Question

A block of mass 5kg is sits on a flat smooth lab bench. It is attached by two cords which are placed over pulley’s to hanging masses m1=8kg and m2=12kg on either side. Determine the acceleration of the system and the tension in each cord (they are different).

Answer 1

Given,

mass, m₁ = 8 kg

mass, m₂ = 12 kg

Let mass kept on the block be m₃, hence, m₃ = 5 kg

Let assume the direction of acceleration as shown in the figure above,

From the figure, we can see

For mass m₁ ,

T₁ - m₁*g = m₁*a

=> T₁ = m₁*a + m₁*g

Now,

For massm₂ ,

m₂*(-g) + T₂ = m₂*(-a)

=> T₂ - m₂*g= -m₂*a

=> T₂ = m₂*g - m₂*a

Now,

For mass m₃ , we have

T₂ - T₁ = m₃*a

Now, put the values of T₁ and T₂ from above equation,

m₂*g - m₂*a - ( m₁*a + m₁*g) = m₃*a

=> m₂*g - m₁*g = ( m_{1 +} m₂ + m₃ ) * a

=> a = ( m₂*g - m₁*g ) / ( m_{1 +} m₂ + m₃ )

Now put the values in the equation

=> a = ( 12*9.8 - 8*9.8 ) / ( 12 + 8 + 5 )

=>    = 19.6 / 25 = 0.784 m/s²

or a = 0.784 m/s²

Now, we have

T₁ = m₁*a + m₁*g

=> T₁ = m₁*( a + g ) = 8 * ( 0.784 + 9.8 )

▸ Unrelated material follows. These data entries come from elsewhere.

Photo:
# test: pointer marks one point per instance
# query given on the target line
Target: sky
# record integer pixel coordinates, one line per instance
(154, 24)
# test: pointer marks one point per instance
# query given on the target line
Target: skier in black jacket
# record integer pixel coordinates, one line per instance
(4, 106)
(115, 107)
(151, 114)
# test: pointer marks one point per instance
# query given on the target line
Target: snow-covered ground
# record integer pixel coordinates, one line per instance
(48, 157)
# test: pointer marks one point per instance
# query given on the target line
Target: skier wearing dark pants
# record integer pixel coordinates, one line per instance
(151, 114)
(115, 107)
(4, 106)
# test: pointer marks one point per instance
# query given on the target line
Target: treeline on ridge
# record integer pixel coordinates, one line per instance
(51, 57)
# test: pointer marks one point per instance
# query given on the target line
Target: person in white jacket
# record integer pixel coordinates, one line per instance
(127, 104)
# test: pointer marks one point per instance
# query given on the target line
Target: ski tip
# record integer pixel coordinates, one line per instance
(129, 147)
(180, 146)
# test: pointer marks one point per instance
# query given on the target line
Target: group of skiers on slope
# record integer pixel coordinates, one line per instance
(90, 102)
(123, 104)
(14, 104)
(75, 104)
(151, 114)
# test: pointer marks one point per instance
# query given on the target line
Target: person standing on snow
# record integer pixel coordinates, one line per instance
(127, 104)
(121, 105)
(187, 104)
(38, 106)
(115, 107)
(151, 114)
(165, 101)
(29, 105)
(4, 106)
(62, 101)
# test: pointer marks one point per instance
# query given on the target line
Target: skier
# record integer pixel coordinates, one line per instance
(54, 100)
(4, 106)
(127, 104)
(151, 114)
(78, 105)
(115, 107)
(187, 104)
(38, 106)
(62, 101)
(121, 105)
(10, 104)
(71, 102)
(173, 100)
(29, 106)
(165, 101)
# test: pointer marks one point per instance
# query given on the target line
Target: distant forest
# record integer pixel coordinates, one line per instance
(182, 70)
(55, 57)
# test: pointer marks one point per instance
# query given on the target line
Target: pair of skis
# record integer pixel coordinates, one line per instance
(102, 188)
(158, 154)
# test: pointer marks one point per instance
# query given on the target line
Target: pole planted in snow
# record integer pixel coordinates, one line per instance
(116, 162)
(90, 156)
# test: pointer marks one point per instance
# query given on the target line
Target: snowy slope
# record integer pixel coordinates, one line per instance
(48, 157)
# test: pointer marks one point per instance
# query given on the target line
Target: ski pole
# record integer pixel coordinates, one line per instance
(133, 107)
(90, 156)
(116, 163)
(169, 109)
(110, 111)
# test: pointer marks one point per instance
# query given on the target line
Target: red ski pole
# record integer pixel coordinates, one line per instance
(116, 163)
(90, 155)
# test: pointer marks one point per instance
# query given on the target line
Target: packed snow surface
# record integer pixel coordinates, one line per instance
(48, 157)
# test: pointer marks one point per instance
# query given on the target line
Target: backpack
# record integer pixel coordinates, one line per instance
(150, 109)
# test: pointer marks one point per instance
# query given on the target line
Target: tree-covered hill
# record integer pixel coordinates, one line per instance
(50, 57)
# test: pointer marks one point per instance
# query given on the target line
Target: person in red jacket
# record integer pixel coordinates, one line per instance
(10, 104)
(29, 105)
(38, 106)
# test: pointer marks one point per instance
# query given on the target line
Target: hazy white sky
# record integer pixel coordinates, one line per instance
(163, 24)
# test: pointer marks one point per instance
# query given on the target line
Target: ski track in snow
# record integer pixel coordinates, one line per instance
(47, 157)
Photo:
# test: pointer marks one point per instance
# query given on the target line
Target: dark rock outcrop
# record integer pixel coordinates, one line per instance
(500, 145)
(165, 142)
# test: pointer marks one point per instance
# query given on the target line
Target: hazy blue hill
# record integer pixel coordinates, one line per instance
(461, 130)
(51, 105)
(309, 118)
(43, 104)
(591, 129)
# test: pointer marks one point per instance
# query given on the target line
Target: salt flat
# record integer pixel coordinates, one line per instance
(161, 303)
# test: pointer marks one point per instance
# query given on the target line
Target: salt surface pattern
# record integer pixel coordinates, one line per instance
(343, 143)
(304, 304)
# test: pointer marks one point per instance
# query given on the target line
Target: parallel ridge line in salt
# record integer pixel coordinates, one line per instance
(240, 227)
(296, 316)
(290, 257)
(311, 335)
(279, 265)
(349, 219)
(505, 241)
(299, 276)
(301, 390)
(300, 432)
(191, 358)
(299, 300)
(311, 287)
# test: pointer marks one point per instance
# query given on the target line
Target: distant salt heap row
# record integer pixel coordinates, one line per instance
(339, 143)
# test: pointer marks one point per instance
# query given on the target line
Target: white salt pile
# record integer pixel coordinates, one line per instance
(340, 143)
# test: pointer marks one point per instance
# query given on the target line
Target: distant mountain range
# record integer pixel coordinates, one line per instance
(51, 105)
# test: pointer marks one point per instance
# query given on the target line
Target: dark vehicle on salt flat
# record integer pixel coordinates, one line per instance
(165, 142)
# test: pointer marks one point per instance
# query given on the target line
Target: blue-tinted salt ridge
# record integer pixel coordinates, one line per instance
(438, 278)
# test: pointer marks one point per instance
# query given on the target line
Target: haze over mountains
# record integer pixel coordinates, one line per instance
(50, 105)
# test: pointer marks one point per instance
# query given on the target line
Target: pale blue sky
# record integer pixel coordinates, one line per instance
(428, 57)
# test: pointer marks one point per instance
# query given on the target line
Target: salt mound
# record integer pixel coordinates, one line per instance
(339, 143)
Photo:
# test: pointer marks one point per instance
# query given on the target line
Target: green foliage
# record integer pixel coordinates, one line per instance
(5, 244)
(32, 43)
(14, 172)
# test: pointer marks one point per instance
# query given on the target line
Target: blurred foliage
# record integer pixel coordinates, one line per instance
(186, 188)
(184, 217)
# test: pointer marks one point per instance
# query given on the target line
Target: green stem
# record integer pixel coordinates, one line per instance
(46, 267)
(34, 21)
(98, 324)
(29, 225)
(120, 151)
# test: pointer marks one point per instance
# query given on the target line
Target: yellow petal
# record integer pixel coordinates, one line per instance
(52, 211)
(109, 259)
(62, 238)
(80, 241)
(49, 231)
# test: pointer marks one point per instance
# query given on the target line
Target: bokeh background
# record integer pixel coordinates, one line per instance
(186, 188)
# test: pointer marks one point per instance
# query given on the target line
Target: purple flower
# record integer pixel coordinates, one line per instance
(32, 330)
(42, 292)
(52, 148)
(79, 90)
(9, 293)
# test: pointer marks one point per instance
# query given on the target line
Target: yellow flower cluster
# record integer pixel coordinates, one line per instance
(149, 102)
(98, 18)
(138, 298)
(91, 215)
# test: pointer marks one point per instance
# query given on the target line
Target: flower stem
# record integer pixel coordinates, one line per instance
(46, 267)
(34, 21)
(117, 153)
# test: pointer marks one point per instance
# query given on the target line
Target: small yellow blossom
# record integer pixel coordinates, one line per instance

           = 8 * 10.584 = 84.672 N

or    T₁ = 84.672 N

Now, we have

T₂ = m₂*g - m₂*a

=> T₂ = m₂*( g - a) = 12*( 9.8 - 0.784 )

           = 12 * 9.016 = 108.192 N

or T₂ = 108.192 N

Hence,

acceleration of the system is 0.784 m/s² and Tensions are 84.672 N on 8 kg side and 108.192 N on 12 kg side.